Having hardware based, strong authentication of a hardware request. This is similar to the software method described above, but implemented in hardware. The hardware may or may not be shared with the mission mode hardware. For example, a request via JTAG (Joint Test Action Group), i.e. IEEE 1149.1, includes a cryptographic signature that is analyzed by a hardware module to selectively allow access to a particular device.

The latter two requires some authentication mechanism. An approach is presented in WO 2006/004754 A2, where hardware security of a device such as an integrated circuit having secure data stored thereon, is ensured. However, such an approach requires a non-negligible amount of circuitry and logic to authenticate the tester. Further, administration of the authentication makes the testing complex.

Summary

The present invention aims to at least alleviate the above stated problem. The present invention is based on the understanding that provision of a separate security operation state having limited operation capabilities enables testing without complex authentication. Instead, the limited operation ensures that no sensitive functions or information is accessed, used, or changed during testing.

According to a first aspect, there is provided a method for an integrated circuit having a first security operation state arranged for utility operation, and a second security operation state arranged for test operation. The method comprises, when operating in the second security operation state, making a first set and a second set of objects available; and making a third set of objects unavailable, and when operating in the first security operation state, making the third set of objects available upon authorization by a security mechanism of the first security operation state. The making of the third set of objects unavailable in the second security operation state is performed by logic circuitry of the integrated circuit. The making of the third set of objects unavailable in the second security operation state comprises controlling limited operation of parts of the integrated circuit comprising the third set of objects when operating in the second security operation state by the logic circuitry. Here, "utility operation" is operation according to intended purposes of the integrated circuit when for example used in an electronic device, and is to be construed as different from "test operation".

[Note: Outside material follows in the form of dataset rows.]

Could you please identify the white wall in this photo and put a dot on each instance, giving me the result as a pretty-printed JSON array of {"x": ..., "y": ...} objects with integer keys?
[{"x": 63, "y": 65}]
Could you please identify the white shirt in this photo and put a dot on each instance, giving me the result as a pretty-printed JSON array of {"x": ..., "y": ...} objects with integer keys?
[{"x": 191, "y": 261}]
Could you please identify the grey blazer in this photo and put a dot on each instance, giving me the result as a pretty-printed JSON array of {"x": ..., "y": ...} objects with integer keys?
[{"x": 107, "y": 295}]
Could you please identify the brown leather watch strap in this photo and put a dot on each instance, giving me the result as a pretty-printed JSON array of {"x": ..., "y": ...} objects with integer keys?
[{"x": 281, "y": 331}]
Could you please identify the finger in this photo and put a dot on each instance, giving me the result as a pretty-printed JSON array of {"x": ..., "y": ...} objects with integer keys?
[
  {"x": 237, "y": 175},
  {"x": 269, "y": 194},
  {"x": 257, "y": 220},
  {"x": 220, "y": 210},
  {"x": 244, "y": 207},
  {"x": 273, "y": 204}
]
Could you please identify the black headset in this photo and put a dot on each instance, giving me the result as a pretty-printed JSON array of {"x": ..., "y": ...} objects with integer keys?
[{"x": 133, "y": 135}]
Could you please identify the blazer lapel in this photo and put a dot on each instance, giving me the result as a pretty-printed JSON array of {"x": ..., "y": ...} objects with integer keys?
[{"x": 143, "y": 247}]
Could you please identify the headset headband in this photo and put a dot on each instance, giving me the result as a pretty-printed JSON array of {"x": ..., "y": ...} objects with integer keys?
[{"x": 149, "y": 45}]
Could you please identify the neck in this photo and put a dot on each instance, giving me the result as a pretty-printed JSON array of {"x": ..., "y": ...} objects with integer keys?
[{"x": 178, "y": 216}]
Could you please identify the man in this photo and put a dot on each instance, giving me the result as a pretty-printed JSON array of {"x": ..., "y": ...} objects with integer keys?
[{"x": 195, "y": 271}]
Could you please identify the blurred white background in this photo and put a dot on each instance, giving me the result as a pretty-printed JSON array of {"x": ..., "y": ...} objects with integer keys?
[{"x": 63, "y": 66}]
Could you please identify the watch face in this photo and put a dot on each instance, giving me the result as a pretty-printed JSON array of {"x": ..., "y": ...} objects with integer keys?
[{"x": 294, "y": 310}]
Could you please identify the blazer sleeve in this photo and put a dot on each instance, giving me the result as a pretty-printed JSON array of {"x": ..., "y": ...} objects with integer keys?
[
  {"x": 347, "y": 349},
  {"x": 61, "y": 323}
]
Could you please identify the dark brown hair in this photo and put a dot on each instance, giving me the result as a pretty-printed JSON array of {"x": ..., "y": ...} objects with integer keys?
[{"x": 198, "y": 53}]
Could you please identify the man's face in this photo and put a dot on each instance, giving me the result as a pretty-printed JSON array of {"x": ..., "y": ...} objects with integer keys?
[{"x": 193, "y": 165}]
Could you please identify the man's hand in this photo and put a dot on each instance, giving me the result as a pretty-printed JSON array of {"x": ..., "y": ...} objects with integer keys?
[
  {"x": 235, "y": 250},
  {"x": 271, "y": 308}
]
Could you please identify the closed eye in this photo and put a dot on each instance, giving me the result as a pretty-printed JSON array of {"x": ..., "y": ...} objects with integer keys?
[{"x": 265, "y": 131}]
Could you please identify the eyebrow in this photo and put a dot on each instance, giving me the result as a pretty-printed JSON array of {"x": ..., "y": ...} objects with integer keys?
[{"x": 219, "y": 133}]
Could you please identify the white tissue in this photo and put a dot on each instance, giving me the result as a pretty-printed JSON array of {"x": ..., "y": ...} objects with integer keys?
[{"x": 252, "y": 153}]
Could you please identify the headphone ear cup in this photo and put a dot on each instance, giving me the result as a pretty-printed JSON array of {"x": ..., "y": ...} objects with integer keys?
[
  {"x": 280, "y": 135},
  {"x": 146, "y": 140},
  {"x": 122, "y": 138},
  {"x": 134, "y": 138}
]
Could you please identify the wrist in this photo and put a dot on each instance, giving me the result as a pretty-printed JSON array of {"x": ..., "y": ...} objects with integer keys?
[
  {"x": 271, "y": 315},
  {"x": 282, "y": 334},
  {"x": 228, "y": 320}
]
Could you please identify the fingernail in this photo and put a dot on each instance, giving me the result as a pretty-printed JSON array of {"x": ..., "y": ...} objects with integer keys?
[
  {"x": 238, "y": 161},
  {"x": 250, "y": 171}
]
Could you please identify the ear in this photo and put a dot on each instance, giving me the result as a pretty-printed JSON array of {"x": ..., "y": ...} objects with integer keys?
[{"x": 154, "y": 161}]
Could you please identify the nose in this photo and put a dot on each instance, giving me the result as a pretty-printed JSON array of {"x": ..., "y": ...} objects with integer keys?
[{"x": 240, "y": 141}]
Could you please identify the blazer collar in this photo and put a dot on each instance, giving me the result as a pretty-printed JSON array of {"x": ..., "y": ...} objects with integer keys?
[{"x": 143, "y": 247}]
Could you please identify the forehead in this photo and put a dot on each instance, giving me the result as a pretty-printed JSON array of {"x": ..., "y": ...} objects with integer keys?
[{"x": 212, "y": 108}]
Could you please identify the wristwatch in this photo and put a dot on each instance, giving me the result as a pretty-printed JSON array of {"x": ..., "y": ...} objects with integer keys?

The first and the second security operation states may be mutually exclusive, i.e. the integrated circuit is arranged to operate either in the first or the second security operation state, but not in both simultaneously.

The method may further comprise making the first set of objects available upon authorization by the security mechanism when operating in the first security operation state. The method may further comprise making the second set of objects unavailable by the security mechanism when operating in the first security operation state. The method may further comprise making a fourth set of objects available both when in the first and the second security operation states.

The method may further comprise receiving a test request, and upon reception of the test request, entering the second security operation state. The receiving of the test request may comprise receiving a signal to a test port. The receiving of the test request may comprise detecting a specific electrical state on one or more electrical connectors of the integrated circuit. The specific electrical state may comprise a sequence of in time consecutive sub-states.

The method may further comprise deleting confidential and/or sensitive information when entering the second security operation state. The method may further comprising deleting states affecting further execution when leaving the second security operation state and returning to the first security operation state to avoid bypassing of the security mechanism of the first security operation state.

According to a second aspect, there is provided an integrated circuit having a first security operation state arranged for utility operation, and a second security operation state arranged for test operation. The integrated circuit is arranged to perform the method according to the first aspect.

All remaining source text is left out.